It’s not hard to understand how some bills might get paid twice under certain circumstances. Imagine a married couple both using electronic bill-pay to pay the same bill from different accounts; or an invoice routed to several different departments with each paying a portion and with some portions being paid twice. Sometimes bills are paid twice because the provider double-billed. Obviously, there should be checks and compliance controls in place to eliminate these things, but it’s even worse when it comes from inside your own company or inside your own department.
Frequent business travelers attend one of three “schools” to become educated in the ways of expense reports. As the recipient or processor of expense reports, you’ll find it helpful to understand these different backgrounds so that you can correct and retrain your business travelers as necessary.
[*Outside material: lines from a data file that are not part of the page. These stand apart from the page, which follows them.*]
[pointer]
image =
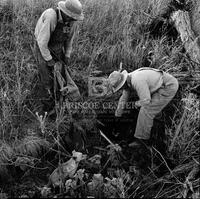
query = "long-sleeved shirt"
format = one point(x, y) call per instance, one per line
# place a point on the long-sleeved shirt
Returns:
point(45, 26)
point(144, 82)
- I fill out an expense report when I happen to remember, or when I need money. This school is, by far, the most popular “party school” of expense reporting. The problem with this approach is that there’s no real accountability standard for auditors to base their work upon. Literally any receipt with a date that falls within the range of dates specified on the report by the traveler are fair game. Without meticulously scrutinizing each address and date on each meal receipt and comparing that to the departure and arrival times of each corresponding airline ticket, it becomes very easy to let receipts that should not be expensed slip through the cracks. Departments full of travelers can leak a significant amount of money this way. This approach lends itself to fraud because it’s so easy to “lump in a lost receipt” and see it get lost in the bundle. The temptation for travelers to do it more often and with bigger receipts can be hard to resist.
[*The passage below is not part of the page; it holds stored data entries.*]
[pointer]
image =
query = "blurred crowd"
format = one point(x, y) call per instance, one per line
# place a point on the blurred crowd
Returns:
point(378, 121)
- I fill out an expense report every single time I buy something. This school offers a fair approach and is attended mostly by engineers and meticulous travelers. Travelers who take this approach are reimbursed quickly, to be sure, but is it worth it to spend the extra time and paperwork, engaging the accounting and auditing departments, for so many reports? Also, it’s easy to submit receipts multiple times using this method. For example, a traveler might have a meal on Tuesday at the hotel restaurant and fill out a quick report to get reimbursed for it. At checkout this same meal appears on the hotel receipt folio. When the hotel bill is submitted separately, there’s no way for the auditors to know that portions of that receipt have already been accounted.
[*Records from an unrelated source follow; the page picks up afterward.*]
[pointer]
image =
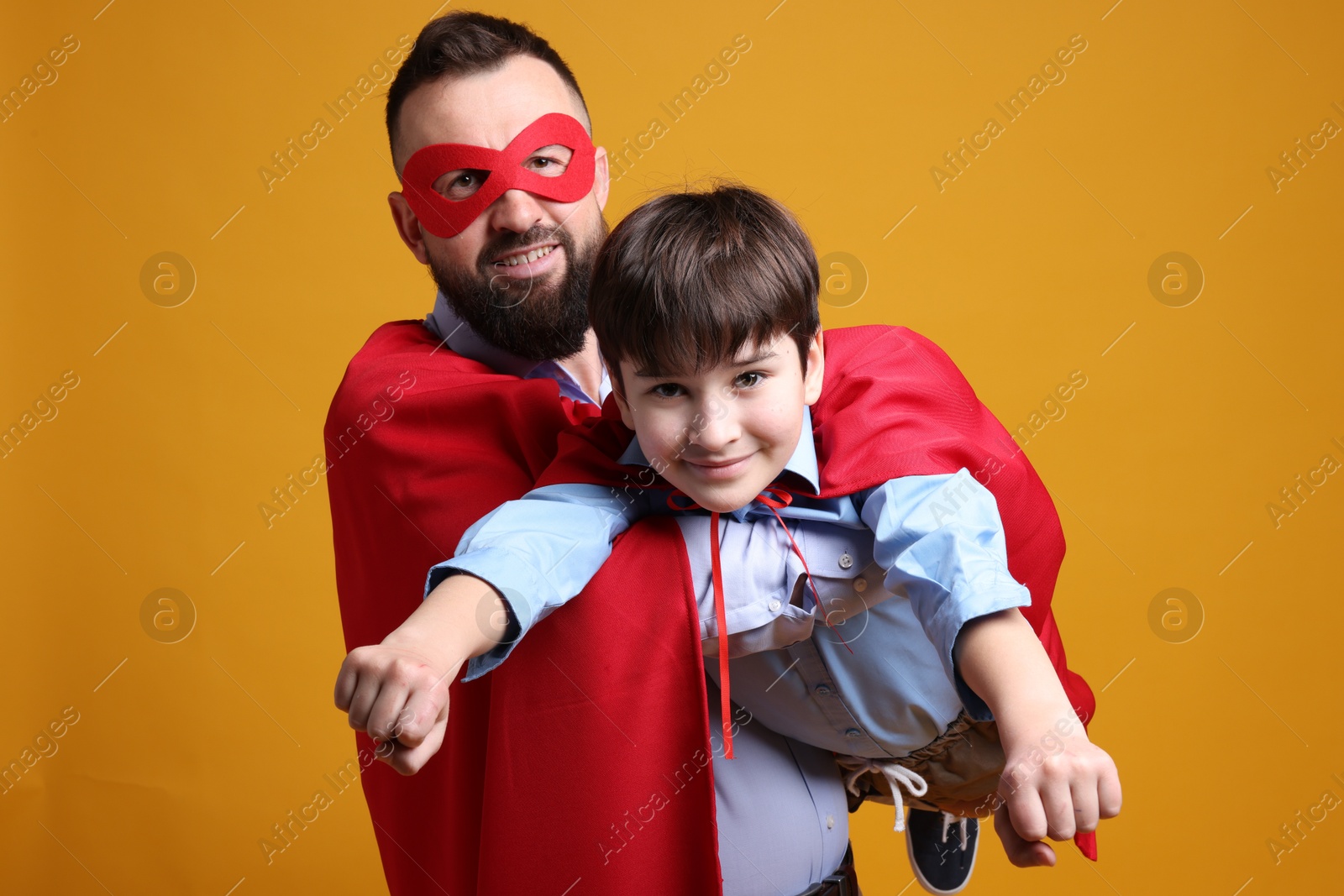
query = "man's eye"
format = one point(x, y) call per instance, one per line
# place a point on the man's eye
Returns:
point(464, 183)
point(548, 165)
- I fill out a single expense report for each trip. This is the most elite, or “Ivy League,” school of expense reporting. Travelers who approach their expense accounting with this method are always the most straightforward and cooperative-thinking. It’s easy for accountants and auditors to look at the expenses for an entire trip in one sitting. It also makes it easy for management to run metric reports that calculate such things as “Average trip expense” or “Average cost per day, inclusive” for trips, etc. Knowing that this type of expense approach will be required of them allows travelers to adjust their expense habits accordingly, and it allows them to organize their trip expenses on a “by trip” basis in case of future audits, etc. Graduates of this school of thought usually have a file full of little envelopes with the city, trip name, and date written on it, and those envelopes are full of that trip’s receipts. It’s a win-win for everyone.
It may not seem like much of a mistake to let an occasional meal receipt or latent taxi receipt slip through or accumulate on subsequent expense reports. But you need to correct the bad habits that are reflected in sloppy expense reports. The temptation that sloppiness offers and the cumulative total of all of these types of mistakes can really take their toll on your budget.